Nur Zufall dürfte es aber nicht sein, dass Jonathan und Robin mit ihren Geschichten im Klub der jungen Dichter gewonnen haben. Lehrer Markus Zimmermann animiert seine Klasse gezielt zum Umgang mit der deutschen Sprache. Einmal pro Monat gehts in die Bibliothek mit dem Auftrag, sich mit einem Buch zu befassen. Und das scheint auf fruchtbaren Boden zu fallen. «Es gibt etliche Schüler, die jetzt auch mal ein Buch lesen. Man muss sie halt manchmal auch etwas ‹drauflüpfen›», freut sich Markus Zimmermann und meint, die gezielte Investition in den Deutschunterricht habe schon zu grossen Fortschritten geführt, auch beim Schreiben. Dies sei umso wichtiger, weil das Deutschniveau der Schüler abgenommen hat. Die schnellen, elektronischen Medien, mit denen viele Junge sich heute beschäftigen, bringen sprachlich eher Nachteile. «Ich erkläre ihnen oft, warum gute Deutschkenntnisse wichtig fürs Leben sind. Inhalte einer Story sind nicht mal im Vordergrund. Viel wichtiger ist die gute Umsetzung einer Idee oder der Aufbau eines Textes.»

Bereits entsteht eine Fortsetzung

Und die beiden Gewinner wissen tatsächlich genau, warum es Sinn macht, die deutsche Sprache gut zu beherrschen. «Es ist wichtig, dass ich später gute Bewerbungen schreiben kann. Man muss seine Anliegen verständlich und klar rüberbringen können», meint Jonathan, der einmal irgendwo im Bereich Wirtschaft arbeiten möchte. Mit seiner Geschichte über eine Begegnung mit dem eigenen Ich in der Zukunft hat er sich den 1. Platz seiner Kategorie gesichert. Seine Geschichte endet mit der Frage, ob er diese Zukunft wohl verändern könne. «Ich bin bereits daran, einen zweiten Teil zu schreiben. Verwandte in Südtirol haben die Story cool gefunden und nach einer Fortsetzung gefragt.» Er hoffe, dass er es in den Ferien über die Festtage schaffe.
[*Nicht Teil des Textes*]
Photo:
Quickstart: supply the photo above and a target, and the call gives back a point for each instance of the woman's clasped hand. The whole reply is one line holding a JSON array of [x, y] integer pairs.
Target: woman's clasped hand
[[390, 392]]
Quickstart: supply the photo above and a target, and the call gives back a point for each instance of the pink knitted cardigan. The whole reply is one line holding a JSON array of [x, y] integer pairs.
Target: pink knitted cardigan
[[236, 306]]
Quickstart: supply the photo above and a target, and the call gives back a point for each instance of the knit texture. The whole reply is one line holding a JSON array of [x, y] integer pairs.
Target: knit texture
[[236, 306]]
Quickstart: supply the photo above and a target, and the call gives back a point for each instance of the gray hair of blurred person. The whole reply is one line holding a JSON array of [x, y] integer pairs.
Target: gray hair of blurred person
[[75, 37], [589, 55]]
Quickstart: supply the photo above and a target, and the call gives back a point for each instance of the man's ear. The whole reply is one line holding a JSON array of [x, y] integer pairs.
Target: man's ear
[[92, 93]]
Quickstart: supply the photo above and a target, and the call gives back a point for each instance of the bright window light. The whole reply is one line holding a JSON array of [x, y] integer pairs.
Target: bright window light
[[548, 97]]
Es können nicht alle gewinnen

Der zweitplatzierte Robin kehrte in seiner Geschichte die Welt um, sein «Held» muss einem Flaschengeist drei Wünsche erfüllen: gute Taten. «Es sollte weniger Krieg geben, und man sollte etwas für die anderen machen», erklärt der aufgeweckte junge Autor, der vom Beruf Jetpilot träumt, den Hintergrund seiner Geschichte. Als Pilot sei natürlich gutes Englisch gefordert, «aber es ist schon sehr wichtig, dass man sich auf Deutsch gut ausdrücken kann».
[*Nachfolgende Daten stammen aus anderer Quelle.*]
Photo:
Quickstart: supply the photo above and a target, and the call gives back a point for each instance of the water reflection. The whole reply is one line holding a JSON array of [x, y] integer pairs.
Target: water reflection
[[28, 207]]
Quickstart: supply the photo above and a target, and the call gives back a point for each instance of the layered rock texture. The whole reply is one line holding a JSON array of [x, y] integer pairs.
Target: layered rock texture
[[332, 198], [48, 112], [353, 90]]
Lehrer Markus Zimmermann freute sich auch über die gute Resonanz innerhalb der Klasse: Man sei stolz auf die Kameraden, Neid gebe es nicht. «Letztlich tut es allen gut. Auch wenn es mir selber fast etwas weh tut für andere, die nichts gewonnen haben. Es hätte noch viele andere gute Geschichten gehabt. Aber so ist es eben in einem Wettbewerb, es können nicht alle gewinnen. Und das ist halt auch eine wichtige Lehre.»